The SCCN lab studies how humans recognize other people and acquire knowledge about them, as well as disorders of social cognition, using a combination of behavioral studies, computational models, and neuroimaging. Research is organized along the following main focus areas:
In previous work, we have identified neural representations that encode information about the identity of a face, and about the identity of a person across different perceptual modalities. With Emily Schwartz, Hamed Karimi, Mo Zhou, Jianxin Wang, Christina Farmer and Nicholas Arangio (in collaboration with Avniel Ghuman, Arish Alreja and Mark Richardson, and with the support of a NSF CAREER grant) we are currently using deep networks to study the computational mechanisms for the recognition of face identity and facial expressions, and for the recognition of actions and bodies, from static and dynamic stimuli.
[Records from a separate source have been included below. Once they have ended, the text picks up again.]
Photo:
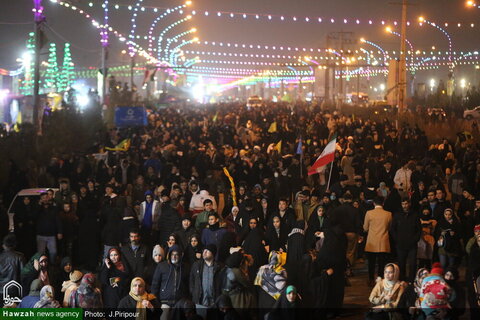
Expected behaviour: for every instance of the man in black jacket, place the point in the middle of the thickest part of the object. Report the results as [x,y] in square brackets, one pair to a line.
[169,283]
[350,222]
[11,264]
[204,280]
[286,214]
[169,220]
[406,231]
[49,228]
[135,254]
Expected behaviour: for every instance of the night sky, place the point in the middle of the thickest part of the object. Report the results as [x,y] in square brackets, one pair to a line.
[70,26]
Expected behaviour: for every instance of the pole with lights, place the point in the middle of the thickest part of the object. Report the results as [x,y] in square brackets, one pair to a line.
[39,19]
[104,43]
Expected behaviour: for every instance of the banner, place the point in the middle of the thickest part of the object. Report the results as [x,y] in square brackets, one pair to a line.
[130,117]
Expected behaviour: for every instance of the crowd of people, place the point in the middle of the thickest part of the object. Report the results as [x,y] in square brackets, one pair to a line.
[208,212]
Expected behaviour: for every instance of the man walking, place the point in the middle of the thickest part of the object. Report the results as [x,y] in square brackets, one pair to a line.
[377,223]
[406,231]
[135,254]
[204,280]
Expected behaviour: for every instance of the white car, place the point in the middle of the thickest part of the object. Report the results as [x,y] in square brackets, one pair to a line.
[471,114]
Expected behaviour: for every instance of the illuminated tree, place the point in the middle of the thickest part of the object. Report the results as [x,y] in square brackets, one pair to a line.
[28,64]
[66,76]
[51,74]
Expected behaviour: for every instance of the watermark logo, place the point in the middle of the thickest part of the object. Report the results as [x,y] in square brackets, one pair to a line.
[12,292]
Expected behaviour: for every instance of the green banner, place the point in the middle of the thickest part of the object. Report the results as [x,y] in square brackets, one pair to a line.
[43,314]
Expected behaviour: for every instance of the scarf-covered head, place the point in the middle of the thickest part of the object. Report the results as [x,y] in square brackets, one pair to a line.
[272,278]
[421,273]
[119,265]
[88,295]
[29,266]
[388,284]
[142,314]
[47,298]
[277,260]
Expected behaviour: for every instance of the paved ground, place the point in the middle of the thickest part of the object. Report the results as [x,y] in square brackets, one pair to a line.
[356,296]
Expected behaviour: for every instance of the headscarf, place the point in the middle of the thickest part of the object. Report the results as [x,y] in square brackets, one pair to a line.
[142,312]
[29,266]
[389,284]
[47,298]
[75,277]
[43,275]
[119,265]
[35,288]
[272,277]
[158,250]
[87,296]
[418,279]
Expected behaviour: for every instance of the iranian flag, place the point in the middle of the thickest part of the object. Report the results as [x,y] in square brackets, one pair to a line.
[325,158]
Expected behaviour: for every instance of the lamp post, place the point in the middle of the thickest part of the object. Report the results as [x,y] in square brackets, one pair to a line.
[39,18]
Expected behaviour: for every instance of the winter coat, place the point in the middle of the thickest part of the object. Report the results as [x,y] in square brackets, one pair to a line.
[168,222]
[406,230]
[195,283]
[115,284]
[136,260]
[155,213]
[169,282]
[377,223]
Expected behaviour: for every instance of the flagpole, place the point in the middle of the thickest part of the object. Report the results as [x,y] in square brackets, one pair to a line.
[330,175]
[301,165]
We are interested in the cognitive and neural mechanisms with which knowledge about others is acquired and updated. With Hamed Karimi, Gabriel Fajardo, and Obinna Onyekachiuzoamaka we are studying how observers understand and predict the behavior of others, using inverse reinforcement learning (IRL) models and Bayesian Nonparametric models. With Minjae Kim and Tony Chen (in collaboration with Liane Young), we are investigating how we represent the traits of other famous people and of strangers for whom we only know a single behavior, and we are studying how representations of traits are updated taking into account the situations.
Autism spectrum disorder
With Aidas Aglinskas, Alicia Bergeron, Julianna Pijar, and Yu Zhu (in collaboration with Joshua Hartshorne, and with the support of the Simons Foundation Autism Research Initiative) we are studying individual differences within Autism Spectrum Disorders (ASD) using deep learning methods to disentangle individual variation specific to ASD from variation shared with the general population.
Multivariate and nonlinear interactions between brain regions
With Mengting Fang, we have developed a toolbox for multivariate pattern dependence (PyMVPD, in press). With Craig Poskanzer we have tested nonlinear models of the interactions between brain regions. With Mengting Fang and Gabriel Fajardo, we are using these methods to study the co-occurrence of information from multiple sensory modalities and about objects from multiple categories within common brain regions.